The Microphone is Always On
By: Gregory L. Shelton
Shelton Law Carolinas
We all enjoy hearing the off-the-cuff remarks politicians and celebrities make while they believe the mic is off. We believe that these comments give us insight into what somebody is truly thinking at the moment.
It is too simplistic to regard these utterances as truth. People say things to vent, to impress others, or to forward agendas. For example, the phrase “I’ll kill you” is often said in jest, in the heat of the moment, or to thwart a violent act. The words do not necessarily evidence murderous intent.

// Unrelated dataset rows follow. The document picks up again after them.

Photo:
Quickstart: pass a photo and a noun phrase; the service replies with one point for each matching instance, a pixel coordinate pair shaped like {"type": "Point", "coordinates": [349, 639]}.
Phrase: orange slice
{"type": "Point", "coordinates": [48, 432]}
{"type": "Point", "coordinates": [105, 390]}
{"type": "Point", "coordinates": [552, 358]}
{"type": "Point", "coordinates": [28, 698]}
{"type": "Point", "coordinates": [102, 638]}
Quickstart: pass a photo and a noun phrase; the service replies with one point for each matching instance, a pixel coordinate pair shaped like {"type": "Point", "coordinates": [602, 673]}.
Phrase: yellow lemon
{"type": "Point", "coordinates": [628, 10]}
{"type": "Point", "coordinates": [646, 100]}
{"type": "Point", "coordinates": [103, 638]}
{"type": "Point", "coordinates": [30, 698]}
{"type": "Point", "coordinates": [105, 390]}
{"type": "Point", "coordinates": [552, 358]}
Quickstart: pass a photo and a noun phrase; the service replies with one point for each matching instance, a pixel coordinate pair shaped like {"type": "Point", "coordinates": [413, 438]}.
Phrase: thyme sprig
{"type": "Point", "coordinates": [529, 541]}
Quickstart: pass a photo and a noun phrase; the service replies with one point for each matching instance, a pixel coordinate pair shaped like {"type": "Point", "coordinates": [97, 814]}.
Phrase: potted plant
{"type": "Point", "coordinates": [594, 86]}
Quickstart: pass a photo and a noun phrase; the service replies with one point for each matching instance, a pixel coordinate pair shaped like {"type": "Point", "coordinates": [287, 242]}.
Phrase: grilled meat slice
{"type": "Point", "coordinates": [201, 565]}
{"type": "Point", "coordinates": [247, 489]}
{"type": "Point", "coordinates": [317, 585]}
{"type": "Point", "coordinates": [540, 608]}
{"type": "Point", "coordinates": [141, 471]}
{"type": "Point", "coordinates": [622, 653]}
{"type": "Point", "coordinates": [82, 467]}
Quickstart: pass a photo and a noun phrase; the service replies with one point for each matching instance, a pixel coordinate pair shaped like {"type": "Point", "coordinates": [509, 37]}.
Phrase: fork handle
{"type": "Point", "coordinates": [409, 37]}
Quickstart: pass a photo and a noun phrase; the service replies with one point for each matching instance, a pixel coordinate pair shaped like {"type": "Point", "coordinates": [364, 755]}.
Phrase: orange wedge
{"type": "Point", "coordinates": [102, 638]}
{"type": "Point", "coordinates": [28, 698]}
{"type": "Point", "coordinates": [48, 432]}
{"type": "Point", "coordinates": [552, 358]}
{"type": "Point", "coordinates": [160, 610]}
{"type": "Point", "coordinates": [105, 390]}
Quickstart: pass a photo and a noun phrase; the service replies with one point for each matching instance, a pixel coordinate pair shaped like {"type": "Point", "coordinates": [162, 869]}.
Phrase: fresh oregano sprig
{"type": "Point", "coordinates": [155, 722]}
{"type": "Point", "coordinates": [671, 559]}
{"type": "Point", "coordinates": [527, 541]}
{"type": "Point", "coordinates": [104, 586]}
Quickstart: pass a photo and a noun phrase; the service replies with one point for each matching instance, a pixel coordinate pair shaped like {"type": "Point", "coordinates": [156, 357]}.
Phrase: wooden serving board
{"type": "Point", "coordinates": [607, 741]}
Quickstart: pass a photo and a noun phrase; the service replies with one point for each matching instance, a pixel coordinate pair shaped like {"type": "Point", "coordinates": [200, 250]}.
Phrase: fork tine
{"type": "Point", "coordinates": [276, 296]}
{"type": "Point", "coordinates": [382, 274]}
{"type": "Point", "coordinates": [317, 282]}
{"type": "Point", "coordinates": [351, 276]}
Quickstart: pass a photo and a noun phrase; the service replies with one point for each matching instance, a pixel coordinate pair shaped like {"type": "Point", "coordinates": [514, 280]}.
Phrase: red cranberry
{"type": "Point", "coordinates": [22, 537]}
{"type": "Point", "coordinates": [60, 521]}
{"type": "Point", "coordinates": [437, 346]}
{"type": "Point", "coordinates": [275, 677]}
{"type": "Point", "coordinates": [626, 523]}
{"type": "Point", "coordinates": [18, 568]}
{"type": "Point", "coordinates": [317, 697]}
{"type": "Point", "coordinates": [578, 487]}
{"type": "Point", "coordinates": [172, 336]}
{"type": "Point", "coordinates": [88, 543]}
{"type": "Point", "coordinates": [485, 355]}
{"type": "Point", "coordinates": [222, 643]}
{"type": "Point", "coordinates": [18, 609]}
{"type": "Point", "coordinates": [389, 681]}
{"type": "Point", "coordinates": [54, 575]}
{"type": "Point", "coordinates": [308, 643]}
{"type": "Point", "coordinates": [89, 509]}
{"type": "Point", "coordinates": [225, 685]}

In the business world, however, supposedly private emails within a company become very difficult to explain away. The frustrated superintendent may vent in an email to the project manager that he wants to “put the sub out of business.” The superintendent, having not been invited to the seminar on project documentation, has no idea that the “confidential” internal email will be produced in discovery when the GC and sub end up in court. Can you picture the sub’s lawyer waving the email in front of the jury as he excoriates the evil-doers? And while the superintendent may have been venting because the sub installed the wrong material or abandoned the job, none of that will matter. The lawsuit is now about a nefarious conspiracy by a large GC against a small subcontractor.
On construction projects, the “microphone” includes internal email, verbal statements made to a supposedly trustworthy person (a future disgruntled ex-employee), recorded telephone conversations, and notes made in the daily diary. And if you’re ever talking business in a restaurant, never sit next to a person dining alone.